Messina, Fazio si scusa con la famiglia di Laura "Punire i responsabili"

Il ministro visita Laura, la donna che ha partorito nel policlinico mentre due medici litigavano in sala parto: "Occorrono punizioni esemplari a chi è
partecipe e protagonista di certi episodi"

Messina - "Chiedo scusa alla signora e alla famiglia a nome dei medici e della Sanità per quello che è successo, e lo dico da medico". All'incontro con Laura Salpietro, la donna che ha partorito nel policlinico di Messina mentre due medici litigavano in sala parto, il ministro alla Salute, Ferruccio Fazio, ha cercato di darle parole di speranza e di ribadirle che "le istituzioni sono vicine a lei e alla sua famiglia in questo momento". Nel registro degli indagati sono finiti i due ginecologi che protagonisti dello scontro fisico, il responsabile dell’unità operativa di ostetricia e ginecologia, e altri due medici chirurghi presenti in sala parto al momento della lite.

Tragedie che non devo succedere Per Fazio, è "difficile assistere ad una cosa del genere.

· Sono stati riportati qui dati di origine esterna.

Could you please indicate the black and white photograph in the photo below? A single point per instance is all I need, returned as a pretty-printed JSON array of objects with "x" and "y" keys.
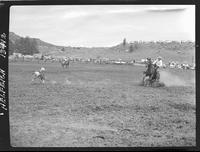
[{"x": 102, "y": 76}]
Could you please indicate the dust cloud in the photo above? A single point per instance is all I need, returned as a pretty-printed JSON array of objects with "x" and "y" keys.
[{"x": 170, "y": 79}]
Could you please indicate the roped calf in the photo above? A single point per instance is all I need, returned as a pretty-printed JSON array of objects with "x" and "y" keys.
[{"x": 39, "y": 74}]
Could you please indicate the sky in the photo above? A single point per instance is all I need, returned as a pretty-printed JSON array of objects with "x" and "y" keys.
[{"x": 103, "y": 25}]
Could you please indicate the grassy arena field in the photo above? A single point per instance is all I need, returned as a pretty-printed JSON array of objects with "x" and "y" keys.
[{"x": 91, "y": 105}]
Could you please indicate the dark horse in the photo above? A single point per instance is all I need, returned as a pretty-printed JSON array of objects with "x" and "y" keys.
[
  {"x": 64, "y": 63},
  {"x": 151, "y": 74}
]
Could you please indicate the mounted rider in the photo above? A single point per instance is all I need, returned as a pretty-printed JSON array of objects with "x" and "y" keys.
[
  {"x": 148, "y": 65},
  {"x": 157, "y": 64}
]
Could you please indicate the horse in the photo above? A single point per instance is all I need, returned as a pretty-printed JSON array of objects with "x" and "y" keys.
[
  {"x": 151, "y": 74},
  {"x": 64, "y": 63}
]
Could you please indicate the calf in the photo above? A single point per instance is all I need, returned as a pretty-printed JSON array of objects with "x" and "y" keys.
[{"x": 39, "y": 74}]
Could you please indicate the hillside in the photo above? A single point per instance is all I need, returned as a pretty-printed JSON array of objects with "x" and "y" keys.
[{"x": 176, "y": 51}]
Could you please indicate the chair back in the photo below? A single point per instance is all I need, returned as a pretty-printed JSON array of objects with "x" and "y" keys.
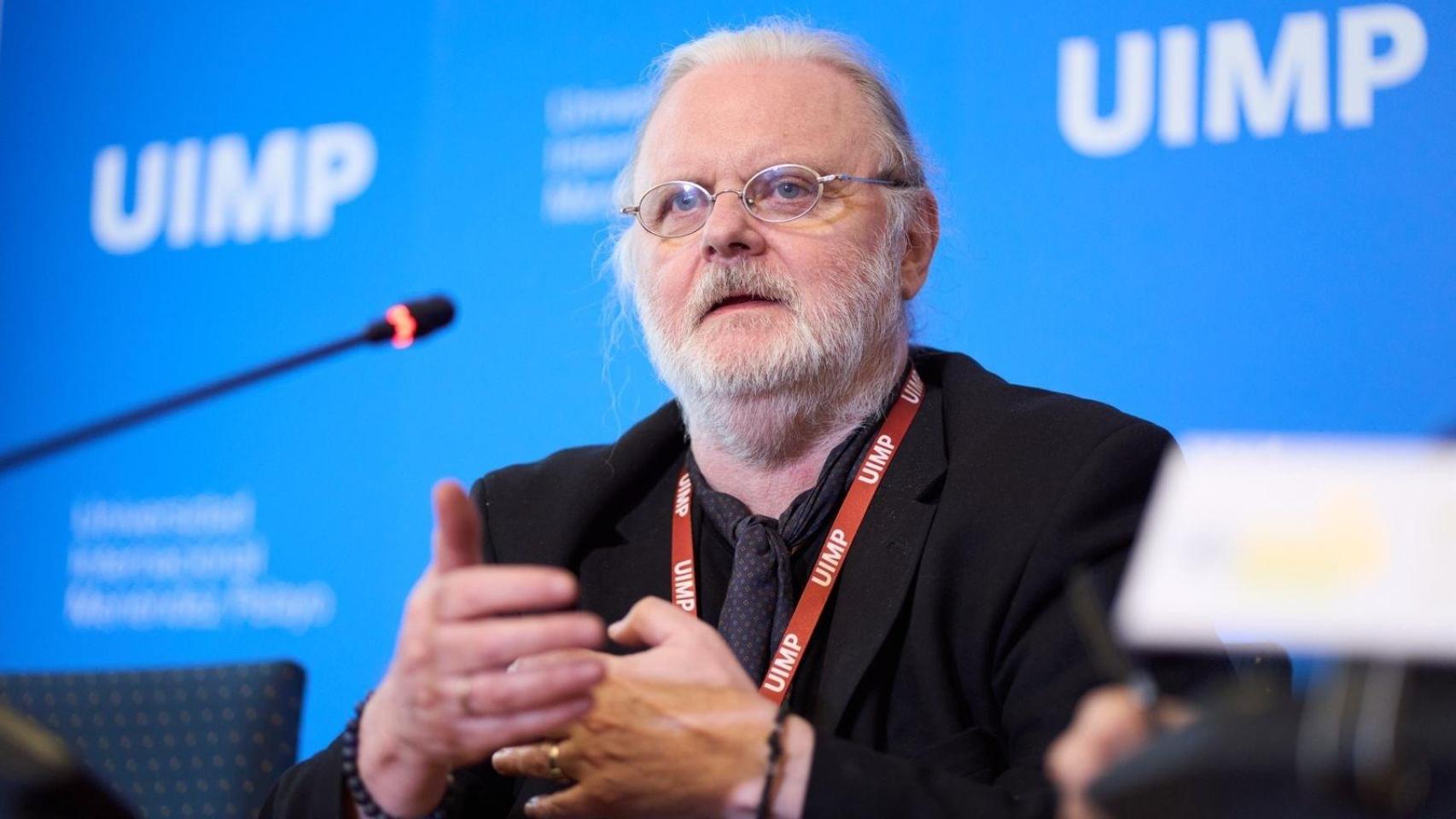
[{"x": 204, "y": 741}]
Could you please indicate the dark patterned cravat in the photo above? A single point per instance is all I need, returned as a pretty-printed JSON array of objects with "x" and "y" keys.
[{"x": 760, "y": 591}]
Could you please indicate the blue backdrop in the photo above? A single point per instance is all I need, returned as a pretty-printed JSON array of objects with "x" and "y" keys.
[{"x": 1225, "y": 214}]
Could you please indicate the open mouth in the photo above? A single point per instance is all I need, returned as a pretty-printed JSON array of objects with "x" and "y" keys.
[{"x": 740, "y": 301}]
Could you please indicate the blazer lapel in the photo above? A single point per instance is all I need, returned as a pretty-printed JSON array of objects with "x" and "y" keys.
[
  {"x": 881, "y": 563},
  {"x": 631, "y": 557}
]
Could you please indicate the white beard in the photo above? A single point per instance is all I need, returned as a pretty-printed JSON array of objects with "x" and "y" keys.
[{"x": 817, "y": 369}]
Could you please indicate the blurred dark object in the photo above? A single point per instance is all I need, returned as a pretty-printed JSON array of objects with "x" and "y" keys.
[
  {"x": 39, "y": 779},
  {"x": 210, "y": 740},
  {"x": 1372, "y": 741}
]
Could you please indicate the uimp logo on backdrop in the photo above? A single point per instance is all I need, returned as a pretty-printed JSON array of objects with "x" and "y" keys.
[
  {"x": 220, "y": 191},
  {"x": 1377, "y": 47},
  {"x": 589, "y": 138},
  {"x": 188, "y": 563}
]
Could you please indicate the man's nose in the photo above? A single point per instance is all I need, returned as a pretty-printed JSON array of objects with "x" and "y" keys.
[{"x": 731, "y": 231}]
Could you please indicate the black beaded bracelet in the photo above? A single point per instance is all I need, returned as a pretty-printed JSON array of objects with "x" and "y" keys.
[
  {"x": 356, "y": 784},
  {"x": 775, "y": 755}
]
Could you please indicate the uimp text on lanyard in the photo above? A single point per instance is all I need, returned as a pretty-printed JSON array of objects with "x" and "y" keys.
[{"x": 785, "y": 660}]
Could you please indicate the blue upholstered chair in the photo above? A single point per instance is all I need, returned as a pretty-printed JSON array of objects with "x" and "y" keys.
[{"x": 178, "y": 742}]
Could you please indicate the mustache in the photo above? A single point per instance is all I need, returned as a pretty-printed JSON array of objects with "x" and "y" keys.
[{"x": 718, "y": 282}]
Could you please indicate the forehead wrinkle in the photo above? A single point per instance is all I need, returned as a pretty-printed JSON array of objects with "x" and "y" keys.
[{"x": 676, "y": 142}]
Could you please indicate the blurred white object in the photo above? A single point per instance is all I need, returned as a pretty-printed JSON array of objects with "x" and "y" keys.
[{"x": 1342, "y": 546}]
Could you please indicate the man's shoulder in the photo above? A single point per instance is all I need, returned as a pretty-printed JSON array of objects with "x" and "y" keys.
[
  {"x": 1028, "y": 433},
  {"x": 981, "y": 404},
  {"x": 594, "y": 472}
]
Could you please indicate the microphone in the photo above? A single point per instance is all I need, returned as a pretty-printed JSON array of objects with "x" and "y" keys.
[{"x": 402, "y": 325}]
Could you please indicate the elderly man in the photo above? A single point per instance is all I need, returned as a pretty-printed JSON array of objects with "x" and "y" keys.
[{"x": 872, "y": 536}]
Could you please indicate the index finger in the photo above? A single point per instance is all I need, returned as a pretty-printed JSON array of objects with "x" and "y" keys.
[{"x": 484, "y": 591}]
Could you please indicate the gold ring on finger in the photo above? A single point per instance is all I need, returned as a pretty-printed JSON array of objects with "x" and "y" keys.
[{"x": 554, "y": 763}]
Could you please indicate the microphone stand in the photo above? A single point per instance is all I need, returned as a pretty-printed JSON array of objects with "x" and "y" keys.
[{"x": 376, "y": 332}]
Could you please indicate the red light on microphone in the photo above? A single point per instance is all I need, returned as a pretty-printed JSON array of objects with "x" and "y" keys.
[{"x": 404, "y": 323}]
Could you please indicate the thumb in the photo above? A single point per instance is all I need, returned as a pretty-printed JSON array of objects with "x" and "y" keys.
[
  {"x": 651, "y": 623},
  {"x": 456, "y": 538}
]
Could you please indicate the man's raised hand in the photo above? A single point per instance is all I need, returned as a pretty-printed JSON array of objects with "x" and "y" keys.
[{"x": 451, "y": 695}]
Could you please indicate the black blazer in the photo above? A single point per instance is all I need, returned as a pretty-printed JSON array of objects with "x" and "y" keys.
[{"x": 946, "y": 659}]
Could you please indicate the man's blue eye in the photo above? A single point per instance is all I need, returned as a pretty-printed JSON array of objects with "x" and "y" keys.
[{"x": 789, "y": 189}]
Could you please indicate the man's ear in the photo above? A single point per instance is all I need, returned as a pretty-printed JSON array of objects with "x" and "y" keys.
[{"x": 922, "y": 235}]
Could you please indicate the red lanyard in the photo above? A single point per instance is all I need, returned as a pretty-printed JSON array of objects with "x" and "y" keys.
[{"x": 785, "y": 660}]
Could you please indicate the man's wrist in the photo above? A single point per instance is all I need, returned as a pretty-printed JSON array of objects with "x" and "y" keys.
[
  {"x": 791, "y": 777},
  {"x": 399, "y": 780}
]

Io non sono qui per fare indagini né per stabilire dei nessi, che non so quanto siano importanti, queste cose non devono succedere". "Se queste cose succedono accadono anche perché avvengono in un humus e in un contesto particolare - ha aggiunto il ministro - qui stiamo parlando di parti". La media Ocse accettabile di cesarei è di non oltre il 25%. In Italia siamo a una media del 38% ma in regioni come la Lombardia, la Toscana, il Veneto e l’Emilia Romagna, sono sotto il 30%, mentre nel 2009 la Sicilia era al 52% e la Campania oltre al 60%. Fazio ha, però ricordato che in Sicilia l’assessore regionale alla Sanità, Massimo Russo, ha emanato dei provvedimenti recenti per ridurre questo fenomeno. "La proliferazione dei cesarei può essere anche dovuta a forme di non trasparenza". Proprio per questo, secondo Fazio, occorrono "punizioni esemplari a chi si è reso partecipe e protagonista di questi episodi".

I provvedimenti contro i medici Sospensione di Domenico Granese dalla direzione dell’unità operativa complessa di ostetricia e ginecologia del Policlinico di Messina "per le evidenti disfunzioni organizzative del reparto, considerato che Antonio De Vivo non aveva alcuna autorizzazione ad operare all’interno della sala parto". Sospensione dall’attività assistenziale di Vincenzo Benedetto in attesa delle conclusioni del procedimento disciplinare avviato nei suoi confronti che dovrà stabilire la gravità dei comportamenti etici e deontologici e, infine, immediata risoluzione del contratto di assegnista di ricerca nei confronti di Antonio de Vivo che non poteva svolgere attività assistenziale all’interno della sala parto del Policlinico. I provvedimenti disciplinari sono stati decisi oggi dopo una riunione operativa svoltasi a Messina alla presenza dei vertici dell’azienda ospedaliero - universitaria, del rettore dell’ateneo messinese Francesco Tomasello e del preside della facoltà di medicina dell’Università di Messina, Emanuele Scribano.